Update 25 March: As I posted on 14 March below, there are three recent judgments from the Canarian High Court where fines were overturned on the grounds of a successful appeal based on the EU’s Bolkestein Directive. I apologise for the delay in coming back to this to get the information out but felt that it was too important to post something that was possibly incorrect: as I said then, it was too early to give firm legal opinion until the judgments were considered in detail.
I now have the judgments and legal opinion in my possession, and can confirm that they have nothing whatsoever to do with the inspections made and fines imposed on individual property owners for commercial letting. The judgments relate entirely to SL companies operating without the legal requirement of “Autorización Previa”. The Bolkestein Directive means that it is no longer compulsory for businesses to get an administrative license before starting a holiday let business. Even more specifically, if there is no infraction or violation of the law, they cannot be fined, but if there is an infraction, with a commercial let that is otherwise illegal, they can be fined on the basis of that particular illegality.
To be explicit: the Bolkestein Directives are concerned only with registered holiday companies, and then only with the issue of prior authorization to trade.
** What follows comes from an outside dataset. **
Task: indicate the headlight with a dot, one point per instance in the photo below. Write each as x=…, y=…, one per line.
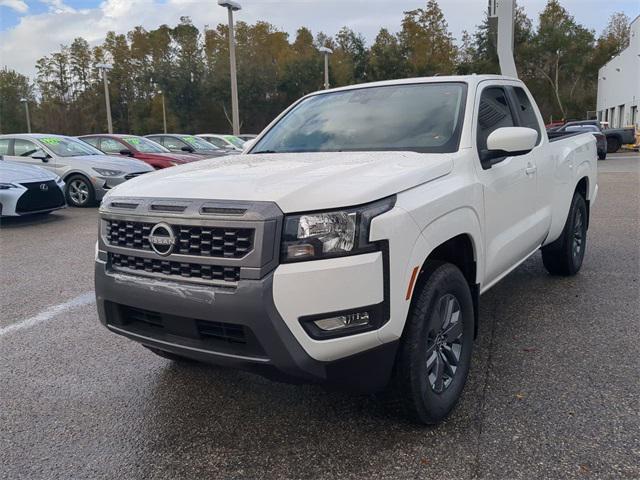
x=105, y=172
x=313, y=236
The judgments have no relevance whatsoever to any illegal activities such businesses might be undertaking, and if found to be doing so, they can be fined for those activities. The judgments have absolutely no relevance to individual owners in any shape or form, for whom it can be considered as though the judgments did not exist.
Original post 14 March: I started this post a week ago, and I apologise for the unavoidable delay in publishing it but I needed to get legal confirmation before giving information of this importance.
The Supreme Court in Madrid, the highest Court in Spain, has issued a judgment on a separate issue which we have confirmed has legal application to the appeals currently underway against fines for illegal letting. The judgment, issued in December, concerned internet piracy, and a prosecution undertaken by the Technological Investigation Brigade (BIT) – the police unit behind the internet bullying warning that I posted HERE. In their prosecution of “internet pirates”, the BIT had confirmed IP addresses and linked them to proven phone line ownership: their prosecution was of individuals identified by both IP and phone ownership.
The Supreme Court has now judged that to destroy the presumption of innocence, which is a fundamental constitutional right, more is needed than this form of identification, which is unsafe and illegal. This judgment is of considerable significance to the illegal letting situation since Turismo’s inspectors have not even gone so far as such identification. They have merely taken adverts from the internet and not gone beyond that. They have certainly not even taken the next step of trying to identify who might have placed those adverts, let alone confirm identities through IP address and phone line ownership. As such, the Supreme Court judgment is of strong legal relevance to the defences now in appeal, and an adjunct to the already-submitted appeal has now been presented for José Escobedo’s clients to the Courts, adding the precedent to the arguments used in the appeals. Anyone currently appealing should check with their lawyer that this is being done in their case.
In the meantime, we can now confirm the arrival in Tenerife of a change of tactic by the inspectors previously seen over recent weeks in the eastern islands. We cannot be sure that this is because the Government knows of the above Supreme Court judgment, but it seems quite possible. Inspectors are visiting complexes in the guise of “tourism standard quality surveyors”, and are presenting themselves as such even to Presidents of communities to gain introductions to apartments, though door-to-door visiting is also being reported. These apparent “public officers” are asking the occupants of the apartments how long they are staying, how much their holiday cost, and whether they are happy with the tourist services included with their booking. They have a “questionnaire” for people to fill out. Evidently, owners in residence will not have a problem, but they need to inform any guests that they might be visited. Legal advice is that guests should acknowledge that they are not the owners, but insist that they are not authorized by the owners to answer any questions, nor to fill in any forms, nor especially to sign anything. If pressured, they should ask for the questionnaire to be left with them to be filled in at leisure and returned by post.
Finally, there are two further points that I’ve been asked to clarify. The first concerns three judgments issued by the Canarian High Court recently where fines have been overturned on the grounds of a successful appeal based on the EU’s Bolkestein Directive. It is too early to give firm legal opinion until these judgments have been considered in detail, and this is being done at the moment, but for now we can say that the rulings appear to be relevant to agents rather than individual owners. I stress that this is a provisional interpretation and I’ll confirm further at a later date, but I would emphasise that it appears not to be of relevance to individuals, and that it in any case only refers to tourist-licensed apartments. It has absolutely no legal relevance to residential apartments which may not be let under any circumstances under legislation that is not in breach of the Bolkestein Directive. The second point is that there appears to be misinterpretation of a proposed clause in the new law currently in Parliament about a two-year period of grace: again, this refers only to tourist apartments, not residential, and specifically to a period of grace for tourist apartments to be brought up to the minimum standard which the new law will also define. The new law, as proposed, does not envisage a two-year period of grace during which illegal letting may be carried on with impunity.
Once again I apologise for the delay in publishing this post, but it was essential that it was legally clarified and confirmed before it appeared. I had that legal clarification and confirmation only last evening.